Leadership Effectiveness: Choosing Composure

Leadership Effectiveness: Choosing ComposureLast week I stood in line at a crowded and loud airport restaurant waiting for service. Because I had very little time, I decided it would be faster to order at the counter, rather than sitting down, relaxing and waiting to be served.

When I finally arrived at the front of the line to give my order, the young man behind the counter was having a discussion with two other employees about the inferior performance of one of their peers. Then they got into an argument about what day this peer worked and what time he came in… After about 3 minutes, I started to feel “triggered” by this situation. My internal dialogue was going off, “Gee, I wonder if I am invisible? Why didn’t anyone ask me if they could take my order? Why don’t they do their jobs?”

I wanted to find the manager and start “coaching”! I paused, took a deep breath, and decided that it was not in my best interest to give anyone a piece of my mind at a time when what I really needed was prompt service.

The point to this story is… I have a choice about my behavior. I decided to maintain my composure and seek a better outcome for myself. Awareness that we can choose how we behave – that we are not obligated to act on impulse – is an important key to leadership effectiveness.

I have seen many executives “fly off the handle” in airports – talking disrespectfully to wait staff, flight attendants, and even other people in line. I have seen that same behavior show itself in business meetings. “Losing it” destroys or greatly impairs trust, candor, upward feedback, and teamwork. For example, many great executives have a tendency to be “intense.” Intense people are very serious, and usually have strong emotions and/or opinions; they can have a powerful effect on those around them.

However, behaving too intensely in a brainstorming session, or in fact in any business situation, tends to create an environment where people do not feel safe sharing their ideas. Highly innovative ideas that may run counter to those of the intense executive, or ideas that are not yet perfect but may be beneficial to the organization, might never be mentioned.
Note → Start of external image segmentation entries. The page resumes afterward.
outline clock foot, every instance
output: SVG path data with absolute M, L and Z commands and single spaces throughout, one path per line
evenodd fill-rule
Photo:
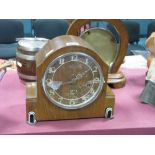
M 118 89 L 118 88 L 122 88 L 125 86 L 126 79 L 125 79 L 124 74 L 121 71 L 119 71 L 117 73 L 108 74 L 107 82 L 111 88 Z
M 33 111 L 30 111 L 28 113 L 28 121 L 27 123 L 29 125 L 35 125 L 37 123 L 36 118 L 35 118 L 35 113 Z

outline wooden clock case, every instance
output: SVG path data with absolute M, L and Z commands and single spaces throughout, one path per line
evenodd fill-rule
M 102 69 L 105 83 L 102 92 L 93 103 L 80 109 L 66 110 L 57 107 L 48 100 L 43 91 L 42 77 L 47 65 L 55 58 L 64 53 L 77 51 L 95 58 Z M 36 54 L 36 75 L 36 82 L 26 83 L 26 117 L 29 124 L 35 124 L 36 121 L 45 120 L 112 117 L 115 96 L 107 85 L 108 65 L 80 37 L 64 35 L 48 41 L 43 49 Z M 111 114 L 108 113 L 109 111 Z
M 121 88 L 125 85 L 126 79 L 124 74 L 119 71 L 120 65 L 123 63 L 124 57 L 126 55 L 127 47 L 128 47 L 128 33 L 127 30 L 119 19 L 77 19 L 73 20 L 68 28 L 68 35 L 77 36 L 78 31 L 82 26 L 89 24 L 91 21 L 104 21 L 112 24 L 117 30 L 120 37 L 120 47 L 118 50 L 118 55 L 111 66 L 109 76 L 108 76 L 108 84 L 113 88 Z

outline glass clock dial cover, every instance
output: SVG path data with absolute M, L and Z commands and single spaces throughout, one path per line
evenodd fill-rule
M 64 109 L 79 109 L 91 104 L 101 93 L 103 84 L 103 73 L 97 61 L 81 52 L 55 58 L 42 78 L 47 98 Z

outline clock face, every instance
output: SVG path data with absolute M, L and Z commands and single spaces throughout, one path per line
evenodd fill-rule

The best leaders are those who are self-aware enough to be flexible and apply the right affect and behavior in each specific situation. This isn’t being inauthentic; it is being emotionally sound. In exercising awareness and self-control, executives can access the character traits that will work most effectively in each particular situation. Try it. See if you have that ability or if you get stuck reacting to triggers too frequently.

What examples have you seen recently where someone seemed to lose control of a situation by losing composure? When have you done that and fairly quickly regretted it?